Il était environ 22h lorsque la tête d'affiche de cette édition 2017 du Nomade Reggae Festival a fait son apparition sur scène après une introduction haut en couleur de la part de son backing band The Solar System (où l'on entendra notamment le riff ravageur du "Black Dog" de Led Zeppelin), j'ai nommé "l'artiste de classe mondiale" (pour reprendre les mots du maire de Frangy) Alpha Blondy. C'était en effet principalement pour l'Ivoirien que les spectateurs, tous âges confondus, s'étaient déplacés en masse ce dimanche, la jauge étant pleine à craquer. On sait le chanteur immensément populaire en Afrique, mais il l'est tout autant en France, Alpha Blondy étant effectivement l'un des rares artistes reggae encore vivants à être connu du grand public et cela s'est bien sûr ressenti pendant son concert. Les massives connaissent les chansons par cœur. Alors qu'Alpha Blondy a tout juste rejoint ses musiciens et qu'il ne récite son fameux "Psaume 23", ceux-ci commencent ensuite par jouer un riddim composé par les Wailers, vous avez compris, c'est "Jerusalem" qu'Alpha Blondy va interpréter devant un public acquis à sa cause. Puis les classiques s'enchaînent : une reprise du sublime "Heathen" de Bob Marley, "Sweet Fanta Diallo", "Peace In Liberia". Et c'est pendant le concert de l'Ivoirien que le maire de la commune interviendra sur la scène du festival pour prononcer son discours quotidien (il a aussi fait une apparition durant celui de Raging Fyah) ; de la même manière que la veille avec YaniSs Odua, il fera d'Alpha Blondy citoyen d'honneur de Frangy après lui avoir remis la médaille de la ville. On a senti le chanteur très touché par ce geste. Il finira son set par les inévitables "I Wish You Were Here", la reprise de Pink Floyd, et, bien sûr "Brigadier Sabari" qui mettra en émoi une partie non négligeable du public, avant de quitter la scène et de répéter en pagaille des "merci Frangy".

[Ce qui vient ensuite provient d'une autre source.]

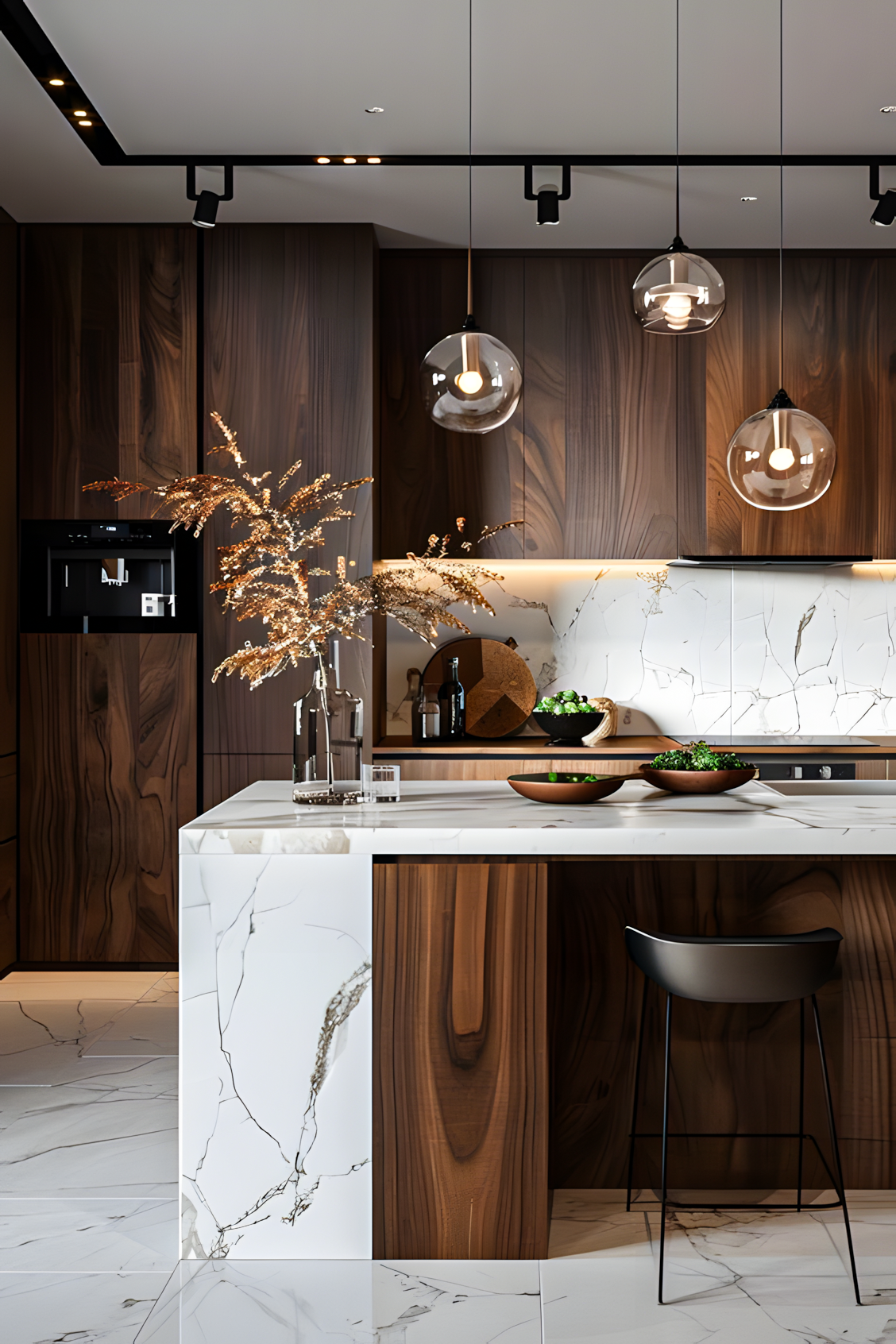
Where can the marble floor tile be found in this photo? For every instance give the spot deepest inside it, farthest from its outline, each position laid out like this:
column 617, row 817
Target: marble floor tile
column 87, row 1234
column 73, row 1140
column 736, row 1277
column 75, row 1308
column 149, row 1027
column 352, row 1301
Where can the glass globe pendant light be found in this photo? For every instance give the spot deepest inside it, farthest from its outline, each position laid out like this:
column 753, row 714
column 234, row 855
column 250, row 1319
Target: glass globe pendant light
column 470, row 380
column 678, row 292
column 781, row 458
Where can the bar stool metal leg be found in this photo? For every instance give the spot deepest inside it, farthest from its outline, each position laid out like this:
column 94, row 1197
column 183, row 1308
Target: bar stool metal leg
column 835, row 1145
column 802, row 1103
column 665, row 1145
column 637, row 1083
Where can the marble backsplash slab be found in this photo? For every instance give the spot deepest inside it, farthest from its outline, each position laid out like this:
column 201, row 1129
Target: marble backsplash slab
column 691, row 651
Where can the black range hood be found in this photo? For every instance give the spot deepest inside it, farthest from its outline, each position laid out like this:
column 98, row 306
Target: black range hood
column 770, row 562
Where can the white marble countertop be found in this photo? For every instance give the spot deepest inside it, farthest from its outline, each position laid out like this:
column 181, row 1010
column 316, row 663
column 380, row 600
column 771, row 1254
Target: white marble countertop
column 464, row 817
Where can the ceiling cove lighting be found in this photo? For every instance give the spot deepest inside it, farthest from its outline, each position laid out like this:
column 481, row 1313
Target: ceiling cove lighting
column 548, row 196
column 207, row 202
column 781, row 458
column 678, row 293
column 470, row 380
column 884, row 211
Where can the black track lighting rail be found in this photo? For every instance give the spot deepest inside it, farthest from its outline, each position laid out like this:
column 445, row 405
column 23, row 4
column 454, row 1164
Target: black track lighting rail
column 27, row 38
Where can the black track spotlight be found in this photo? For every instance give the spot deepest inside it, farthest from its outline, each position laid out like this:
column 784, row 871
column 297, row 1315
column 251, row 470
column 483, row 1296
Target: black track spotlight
column 548, row 198
column 548, row 209
column 884, row 213
column 206, row 211
column 207, row 202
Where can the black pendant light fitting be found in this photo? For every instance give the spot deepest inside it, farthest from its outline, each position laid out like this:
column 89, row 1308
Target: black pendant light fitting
column 678, row 293
column 781, row 458
column 470, row 380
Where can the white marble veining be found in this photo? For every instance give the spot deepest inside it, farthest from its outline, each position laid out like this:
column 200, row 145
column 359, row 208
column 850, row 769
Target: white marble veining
column 488, row 817
column 348, row 1303
column 276, row 1056
column 74, row 1140
column 747, row 1277
column 692, row 651
column 99, row 1308
column 87, row 1234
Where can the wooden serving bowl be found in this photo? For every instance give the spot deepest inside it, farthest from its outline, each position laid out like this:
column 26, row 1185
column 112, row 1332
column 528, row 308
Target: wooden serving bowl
column 697, row 781
column 539, row 788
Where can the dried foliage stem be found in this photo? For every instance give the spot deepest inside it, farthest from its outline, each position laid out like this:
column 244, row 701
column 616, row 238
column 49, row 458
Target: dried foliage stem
column 266, row 574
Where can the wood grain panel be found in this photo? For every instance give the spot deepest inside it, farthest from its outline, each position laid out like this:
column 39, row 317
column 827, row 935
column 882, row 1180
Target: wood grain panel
column 8, row 952
column 431, row 476
column 109, row 774
column 289, row 365
column 227, row 774
column 735, row 1066
column 600, row 419
column 460, row 1091
column 830, row 370
column 108, row 363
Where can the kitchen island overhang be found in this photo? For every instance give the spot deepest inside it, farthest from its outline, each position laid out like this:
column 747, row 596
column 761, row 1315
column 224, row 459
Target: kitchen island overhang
column 278, row 1060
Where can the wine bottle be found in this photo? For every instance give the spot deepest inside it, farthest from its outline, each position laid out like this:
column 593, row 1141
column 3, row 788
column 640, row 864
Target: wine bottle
column 452, row 707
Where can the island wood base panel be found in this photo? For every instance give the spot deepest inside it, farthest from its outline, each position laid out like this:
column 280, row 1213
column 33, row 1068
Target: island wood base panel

Ce sont les auteurs du meilleur album de reggae français jamais sorti, le Raggasonic de 1995 (cet avis n'engage que nous, il ne s'agit en aucun cas d'une prescription), qui allaient clôturer le Nomade Reggae Festival. Lors de leur première reformation en 2010, les Raggasonic pouvaient se produire en band (avec notamment feu le guitariste Bim) ou en sound. C'est avec cette dernière configuration que Daddy Mory et Big Red ont joué devant le public de Frangy avec un selecta de premier choix, qui les accompagnait déjà lors du come-back, Lord Zeljko du King Dragon Sound System. Celui-ci balance un peu de jungle et de drum n'bass en intro afin de chauffer les massives puis il envoie direct le "Stalag" riddim ; Daddy Mory et Big Red investissent donc la scène pour "Aiguisé comme une Lame". Ils testent alors un peu les spectateurs en leur faisant chanter les paroles, opération réussie ! Les morceaux de Raggasonic n'ont pas pris une ride, dans le public les "anciens" comme les plus jeunes n'oublient pas une miette des lyrics du Raggasonic Crew. On s'en rendra compte avec les classiques du premier album : "Kisder", "Les Riches" (qui aura droit à deux pull-up), "J'entends parler du sida", "Poussière d'Ange" (revisité sur le "World A Music" d'Ini Kamoze), "Légalisez La Ganja", "Bleu Blanc Rouge". Les deux compères en profiteront également pour se poser sur quelques tracks du Raggasonic 3 (histoire d'annoncer le quatrième album tant attendu ?) : "Mon Sound", "Identité", "Ça Va Clasher". Puis, dans la dernière partie du set, chacun interprétera des morceaux de son projet solo ; c'est ainsi qu'on entendra Daddy Mory avec "Big Faya" et Big Red avec son fameux "Kill Kill Kill" version grime.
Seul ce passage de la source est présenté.